In January, top Ghosn lieutenant Jose Munoz abruptly resigned from his post as chief performance officer and chairman of the company’s China operations. He was earlier in charge of Nissan’s North America business and was tipped as a future Nissan CEO.
The same month, Roland Krueger, former president of Nissan’s luxury Infiniti brand, also left the company, to take a position heading up Dyson’s upstart automotive unit.
Mann says his departure is not part of any purge of real or imagined Ghosn loyalists.
Yet Ghosn’s downfall nonetheless set up a difficult decision, he said. Mann could make good on the promise to his family to return from Japan, or he could linger on, waiting for the alliance restructuring to sort itself out, with still uncertain prospects for his own career path.

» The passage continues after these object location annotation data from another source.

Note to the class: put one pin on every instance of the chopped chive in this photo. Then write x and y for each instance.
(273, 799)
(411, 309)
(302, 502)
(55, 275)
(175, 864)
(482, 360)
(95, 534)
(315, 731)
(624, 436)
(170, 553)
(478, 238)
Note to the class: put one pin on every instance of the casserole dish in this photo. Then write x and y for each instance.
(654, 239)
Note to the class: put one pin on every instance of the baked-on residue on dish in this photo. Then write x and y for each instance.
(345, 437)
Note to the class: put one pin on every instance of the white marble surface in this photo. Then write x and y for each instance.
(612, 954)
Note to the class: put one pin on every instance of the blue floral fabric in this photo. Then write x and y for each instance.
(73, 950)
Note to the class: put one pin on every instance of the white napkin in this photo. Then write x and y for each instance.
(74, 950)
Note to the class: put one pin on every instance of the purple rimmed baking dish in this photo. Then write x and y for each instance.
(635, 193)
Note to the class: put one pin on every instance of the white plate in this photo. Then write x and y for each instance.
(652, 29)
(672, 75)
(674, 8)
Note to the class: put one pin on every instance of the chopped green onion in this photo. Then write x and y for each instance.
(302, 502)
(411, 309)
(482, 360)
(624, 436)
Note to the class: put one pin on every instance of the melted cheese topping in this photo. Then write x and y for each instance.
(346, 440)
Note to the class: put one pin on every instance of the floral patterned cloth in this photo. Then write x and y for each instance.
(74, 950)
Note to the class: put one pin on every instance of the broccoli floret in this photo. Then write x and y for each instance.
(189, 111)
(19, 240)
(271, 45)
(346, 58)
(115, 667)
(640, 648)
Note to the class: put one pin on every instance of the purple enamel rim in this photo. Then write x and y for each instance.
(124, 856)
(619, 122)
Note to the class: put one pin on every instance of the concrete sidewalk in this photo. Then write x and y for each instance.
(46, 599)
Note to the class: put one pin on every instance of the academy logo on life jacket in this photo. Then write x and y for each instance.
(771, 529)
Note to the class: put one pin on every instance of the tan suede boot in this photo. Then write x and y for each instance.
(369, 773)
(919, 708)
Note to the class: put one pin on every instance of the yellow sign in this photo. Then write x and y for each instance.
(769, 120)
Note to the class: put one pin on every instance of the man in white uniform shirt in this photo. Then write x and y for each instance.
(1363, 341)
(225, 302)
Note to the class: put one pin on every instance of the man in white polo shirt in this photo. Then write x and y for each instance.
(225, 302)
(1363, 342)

The veteran engineer and globetrotting executive says family was the natural choice.
“I’ve lived away from them too long. It’s a personal decision to go back,” Mann said, adding he had the blessings of Mitsubishi CEO Osamu Masuko and Nissan CEO Hiroto Saikawa.
Mann said he and Ghosn began discussing a move back to Europe in 2015, the year after he was appointed chief performance officer at Nissan. But when Nissan took a controlling 34 percent stake in Mitsubishi in 2016, plans changed. Ghosn asked Mann to stick around longer — 18 to 24 months — to help get their new partnership with Mitsubishi off the ground.
As the two-year mark approached, they agreed Mann would finish the current fiscal year ending March 31 at Mitsubishi before transferring to Europe with the alliance, Mann said. Mann said he wasn’t offered the CEO post at Mitsubishi, a title held concurrently by Masuko, who is also chairman.
Mann said the alliance potentially loses without a joint operational leader, like the one envisioned by Ghosn, who would pull together disparate functions and tease out new efficiencies.
“It’s really to take a more helicopter view, not only of the individual converged functions but across the functions,” Mann said. “I thought it was a very good, logical idea to have this helicopter operational view for somebody to understand how better to draw each of those functions together across the three companies … There is still a lot to do.”
Now, Mann says he will be moving back to Europe without a job.
“I’m going to sit and contemplate,” Mann said, adding that the auto industry “is all I know.”
Mann said he learned about Ghosn’s arrest moments after it happened, just as Mann was about to board a plane from the Philippines back to Japan. He saw the first headlines on Yahoo News, and a Japanese colleague traveling with him said: “Oh, it’s fake news. Don’t worry.”
Mann says he respects both Ghosn and Saikawa, long-term colleagues now pitted against each other in a high-stakes dual of corporate intrigue, as strong leaders.
“I think they’re both great leaders, in terms of operational,” Mann said. “They have direction. They can motivate their teams. They are very straight, which is what I like.”